Small business owners gathered in Baltimore earlier this week in order to support legislation which will require state deposits to go to local banks. Small businesses in Maryland are struggling because they are being denied loans from their local banks. According to a study done by Pepperdine University, 34 percent of small business owners nationwide named access to credit as their top policy issue.
In the instance of small independent business owner, James Racheff, chairman and CEO of DMS Applied Information and Management Sciences in Frederick, had a line of credit with Bank of America that he was using to wage his payroll as he tried to expand his company.
In a shocking turn of events, Bank of America cancelled this line forcing Racheff and his wife to sell their Frederick home and one of their family cars as the only solution to paying their employees.
In order to bolster support for small business owners, Senate Majority Leader, Rob Garagiola proposed the Lend Local Act of 2012, co-sponsored by Senator Young.
When deciding whether to make an agreement with a financial institution to provide specified banking services to the State, this bill will require the Treasurer to consider whether the financial institution is operating in the State with assets less than 5 million dollars.
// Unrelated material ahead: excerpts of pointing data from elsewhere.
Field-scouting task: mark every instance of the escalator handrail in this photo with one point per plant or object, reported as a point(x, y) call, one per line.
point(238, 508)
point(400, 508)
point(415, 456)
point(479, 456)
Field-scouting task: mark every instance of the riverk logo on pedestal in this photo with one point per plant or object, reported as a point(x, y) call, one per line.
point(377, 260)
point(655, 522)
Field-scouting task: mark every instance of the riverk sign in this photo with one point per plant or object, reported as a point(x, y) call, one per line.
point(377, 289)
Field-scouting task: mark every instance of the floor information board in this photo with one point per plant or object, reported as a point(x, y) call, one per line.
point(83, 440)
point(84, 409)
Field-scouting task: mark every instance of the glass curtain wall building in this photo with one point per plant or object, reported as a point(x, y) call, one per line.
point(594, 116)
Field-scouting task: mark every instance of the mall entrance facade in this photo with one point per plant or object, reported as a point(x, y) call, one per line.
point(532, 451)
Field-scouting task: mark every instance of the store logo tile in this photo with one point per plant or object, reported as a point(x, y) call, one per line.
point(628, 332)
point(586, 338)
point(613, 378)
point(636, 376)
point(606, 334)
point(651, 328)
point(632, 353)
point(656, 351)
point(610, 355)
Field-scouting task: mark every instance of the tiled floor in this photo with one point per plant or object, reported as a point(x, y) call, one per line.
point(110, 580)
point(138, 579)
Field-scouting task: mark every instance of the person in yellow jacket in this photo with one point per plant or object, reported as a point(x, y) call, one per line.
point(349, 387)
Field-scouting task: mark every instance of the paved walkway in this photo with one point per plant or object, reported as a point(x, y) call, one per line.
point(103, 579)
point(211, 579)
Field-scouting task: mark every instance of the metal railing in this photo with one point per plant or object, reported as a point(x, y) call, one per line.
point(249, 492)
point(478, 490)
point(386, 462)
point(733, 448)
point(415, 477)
If assets are below this amount, the Treasurer must commit to make loans to small businesses in the State in an aggregate amount of at least 200% [deposited by the Treasurer].The Lend Local Act of 2012 will strengthen Maryland economy. By granting more loans to small businesses, they will finally have the capability to expand. As a result, this expansion will incur a higher demand for jobs. Keeping Maryland small businesses alive is important to Maryland identity as well as essential to economic growth.